At least track now.
We repeatedly get this in the automatic system tests, and we don't really know why.
I got this on a test server now, and the reason is likely this odd connection stuck in a closing state: > [cendio@lab-210 ~]$ ss -nt | grep 904 > FIN-WAIT-1 0 168 127.0.0.1:904 127.0.0.1:904 It eventually timed out and vsmagent could start properly.
Perhaps we should be setting SO_REUSEADDR? It seems to be a bit of a norm for servers on well-known ports? https://stackoverflow.com/questions/6960219/why-not-using-so-reuseaddr-on-unix-tcp-ip-servers
asyncio seems to be using SO_REUSEADDR by default, so this may be resolved as of bug 8224.
Further digging shows that we've always set SO_REUSEADDR in every version of the code. So that is not the core issue. As such, it is unlikely that bug 8224 resolves anything. Comment 4 is also completely absurd. Both ends of the connection have the same address and port, which should be impossible, as TCP would be unable to know which end is which. I think there is some very odd corner case we are triggering here.
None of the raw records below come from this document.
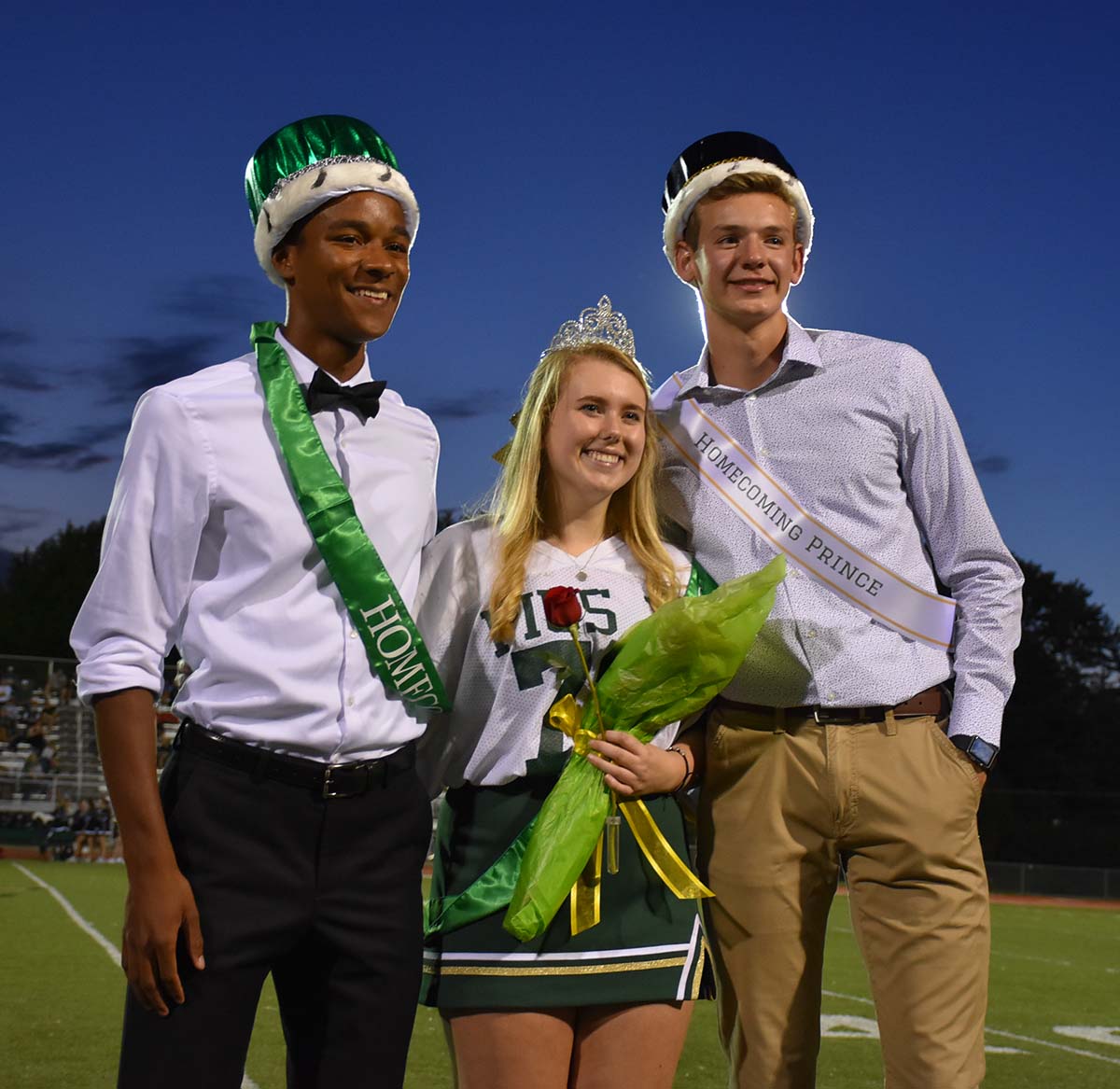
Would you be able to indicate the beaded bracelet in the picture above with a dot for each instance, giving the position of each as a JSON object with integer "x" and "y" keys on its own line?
{"x": 688, "y": 769}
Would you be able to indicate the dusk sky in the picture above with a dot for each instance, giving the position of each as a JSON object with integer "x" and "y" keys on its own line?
{"x": 962, "y": 161}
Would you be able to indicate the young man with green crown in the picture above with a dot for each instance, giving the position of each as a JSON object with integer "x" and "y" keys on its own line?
{"x": 268, "y": 521}
{"x": 837, "y": 746}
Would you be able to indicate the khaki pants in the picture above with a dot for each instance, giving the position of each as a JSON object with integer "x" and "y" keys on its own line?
{"x": 895, "y": 803}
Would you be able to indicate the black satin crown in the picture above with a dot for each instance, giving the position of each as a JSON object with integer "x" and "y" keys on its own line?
{"x": 720, "y": 147}
{"x": 326, "y": 395}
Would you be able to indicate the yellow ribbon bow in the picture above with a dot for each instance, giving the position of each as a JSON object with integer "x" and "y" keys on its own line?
{"x": 565, "y": 715}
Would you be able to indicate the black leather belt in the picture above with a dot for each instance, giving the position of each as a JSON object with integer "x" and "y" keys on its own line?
{"x": 328, "y": 780}
{"x": 931, "y": 702}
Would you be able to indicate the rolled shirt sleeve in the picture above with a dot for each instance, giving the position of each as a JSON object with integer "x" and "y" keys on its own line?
{"x": 133, "y": 614}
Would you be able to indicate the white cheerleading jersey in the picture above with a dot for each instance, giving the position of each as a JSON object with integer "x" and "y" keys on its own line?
{"x": 502, "y": 692}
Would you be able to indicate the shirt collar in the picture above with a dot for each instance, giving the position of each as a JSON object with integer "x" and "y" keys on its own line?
{"x": 305, "y": 369}
{"x": 800, "y": 348}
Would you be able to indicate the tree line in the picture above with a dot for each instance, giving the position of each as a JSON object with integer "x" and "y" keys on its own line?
{"x": 1062, "y": 725}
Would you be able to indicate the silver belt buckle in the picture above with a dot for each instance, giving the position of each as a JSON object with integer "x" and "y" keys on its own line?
{"x": 329, "y": 787}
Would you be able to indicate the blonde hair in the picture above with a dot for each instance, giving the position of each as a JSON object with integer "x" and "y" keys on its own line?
{"x": 749, "y": 182}
{"x": 516, "y": 510}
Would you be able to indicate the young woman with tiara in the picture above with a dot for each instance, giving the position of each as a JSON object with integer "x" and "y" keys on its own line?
{"x": 574, "y": 507}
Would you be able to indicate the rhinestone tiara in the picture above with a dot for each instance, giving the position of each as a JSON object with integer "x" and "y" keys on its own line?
{"x": 595, "y": 325}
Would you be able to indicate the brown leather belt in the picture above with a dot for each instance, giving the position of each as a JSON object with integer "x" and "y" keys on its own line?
{"x": 932, "y": 702}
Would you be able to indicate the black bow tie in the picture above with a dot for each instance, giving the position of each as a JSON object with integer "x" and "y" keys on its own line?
{"x": 363, "y": 399}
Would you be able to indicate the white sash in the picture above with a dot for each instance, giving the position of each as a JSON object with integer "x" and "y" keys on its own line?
{"x": 770, "y": 509}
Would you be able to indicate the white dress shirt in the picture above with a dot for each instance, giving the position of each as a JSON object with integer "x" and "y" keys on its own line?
{"x": 861, "y": 433}
{"x": 206, "y": 549}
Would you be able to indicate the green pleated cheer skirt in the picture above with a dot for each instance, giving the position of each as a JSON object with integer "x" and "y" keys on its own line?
{"x": 648, "y": 945}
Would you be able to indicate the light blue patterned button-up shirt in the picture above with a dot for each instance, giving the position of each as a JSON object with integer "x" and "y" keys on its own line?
{"x": 860, "y": 430}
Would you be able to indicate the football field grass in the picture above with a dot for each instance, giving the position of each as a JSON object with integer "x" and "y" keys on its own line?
{"x": 1053, "y": 1022}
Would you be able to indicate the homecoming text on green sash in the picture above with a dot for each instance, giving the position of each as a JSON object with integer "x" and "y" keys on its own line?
{"x": 392, "y": 643}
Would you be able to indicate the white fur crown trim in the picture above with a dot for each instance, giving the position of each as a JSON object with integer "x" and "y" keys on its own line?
{"x": 700, "y": 183}
{"x": 306, "y": 190}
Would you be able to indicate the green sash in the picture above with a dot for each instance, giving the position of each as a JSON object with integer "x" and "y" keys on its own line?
{"x": 392, "y": 643}
{"x": 493, "y": 889}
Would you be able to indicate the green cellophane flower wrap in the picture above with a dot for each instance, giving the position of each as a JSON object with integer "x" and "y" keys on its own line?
{"x": 664, "y": 669}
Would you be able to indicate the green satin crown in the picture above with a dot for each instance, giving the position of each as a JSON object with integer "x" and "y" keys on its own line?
{"x": 308, "y": 162}
{"x": 301, "y": 145}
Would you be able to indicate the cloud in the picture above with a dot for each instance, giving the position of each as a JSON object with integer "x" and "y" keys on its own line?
{"x": 466, "y": 406}
{"x": 17, "y": 520}
{"x": 72, "y": 457}
{"x": 218, "y": 300}
{"x": 141, "y": 362}
{"x": 994, "y": 464}
{"x": 18, "y": 377}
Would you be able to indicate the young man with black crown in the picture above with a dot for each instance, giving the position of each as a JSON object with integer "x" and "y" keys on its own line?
{"x": 268, "y": 521}
{"x": 838, "y": 744}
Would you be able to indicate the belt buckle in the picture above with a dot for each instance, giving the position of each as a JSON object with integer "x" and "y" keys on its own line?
{"x": 329, "y": 790}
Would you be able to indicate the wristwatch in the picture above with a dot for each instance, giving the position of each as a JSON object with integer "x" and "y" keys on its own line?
{"x": 980, "y": 752}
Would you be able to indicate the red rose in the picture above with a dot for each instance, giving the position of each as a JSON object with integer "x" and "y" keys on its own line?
{"x": 561, "y": 607}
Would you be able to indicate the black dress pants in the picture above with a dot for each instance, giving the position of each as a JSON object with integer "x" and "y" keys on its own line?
{"x": 325, "y": 894}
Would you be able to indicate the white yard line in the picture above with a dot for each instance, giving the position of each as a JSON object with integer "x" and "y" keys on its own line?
{"x": 998, "y": 1032}
{"x": 84, "y": 925}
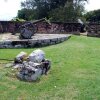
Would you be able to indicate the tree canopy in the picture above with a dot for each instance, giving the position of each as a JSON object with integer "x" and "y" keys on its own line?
{"x": 93, "y": 16}
{"x": 57, "y": 10}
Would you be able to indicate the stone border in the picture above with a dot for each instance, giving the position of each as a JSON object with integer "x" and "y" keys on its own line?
{"x": 34, "y": 42}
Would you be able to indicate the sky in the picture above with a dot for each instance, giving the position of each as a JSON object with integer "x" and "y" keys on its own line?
{"x": 9, "y": 8}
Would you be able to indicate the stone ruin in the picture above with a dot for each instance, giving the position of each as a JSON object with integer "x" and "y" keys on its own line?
{"x": 32, "y": 67}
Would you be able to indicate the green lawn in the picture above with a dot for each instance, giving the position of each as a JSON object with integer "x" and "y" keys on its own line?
{"x": 75, "y": 73}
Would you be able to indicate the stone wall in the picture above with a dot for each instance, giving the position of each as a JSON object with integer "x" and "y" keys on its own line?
{"x": 42, "y": 27}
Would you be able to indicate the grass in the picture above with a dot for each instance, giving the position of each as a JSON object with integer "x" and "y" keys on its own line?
{"x": 75, "y": 73}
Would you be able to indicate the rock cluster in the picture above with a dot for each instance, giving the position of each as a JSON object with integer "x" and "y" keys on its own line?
{"x": 32, "y": 68}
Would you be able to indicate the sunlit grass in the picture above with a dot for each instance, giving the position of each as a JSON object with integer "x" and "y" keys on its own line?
{"x": 75, "y": 73}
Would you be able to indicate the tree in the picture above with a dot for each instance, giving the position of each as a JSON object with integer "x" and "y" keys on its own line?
{"x": 93, "y": 16}
{"x": 62, "y": 10}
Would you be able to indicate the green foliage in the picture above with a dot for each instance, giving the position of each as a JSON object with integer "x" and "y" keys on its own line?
{"x": 74, "y": 75}
{"x": 58, "y": 10}
{"x": 93, "y": 16}
{"x": 18, "y": 19}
I tried to look at the Linux corner to see if any corner cases were apparent, but that code is unfortunately very difficult to follow. One theoretical scenario is that we have something similar to what happened in bug 3878. I.e. vsmserver manages to allocate an *outgoing* socket on port 904 whilst vsmagent is turned off. Since the reported cases are for just restarting vsmagent, this seems extremely unlikely. Not impossible, though. To further narrow the race window, any TIME-WAIT sockets lingering around from before vsmagent was stopped will also prevent vsmserver from stealing the port. And there seems to almost constantly be such a socket in place, as vsmserver polls the agent faster than TIME-WAIT sockets are culled.
I don't think there is anything we can do to progress this issue without more information. The problem seems to still exist, at least, as the last occurrence was just a couple of months ago. Fortunately, it was just internal, and we haven't had any customer reports in ages.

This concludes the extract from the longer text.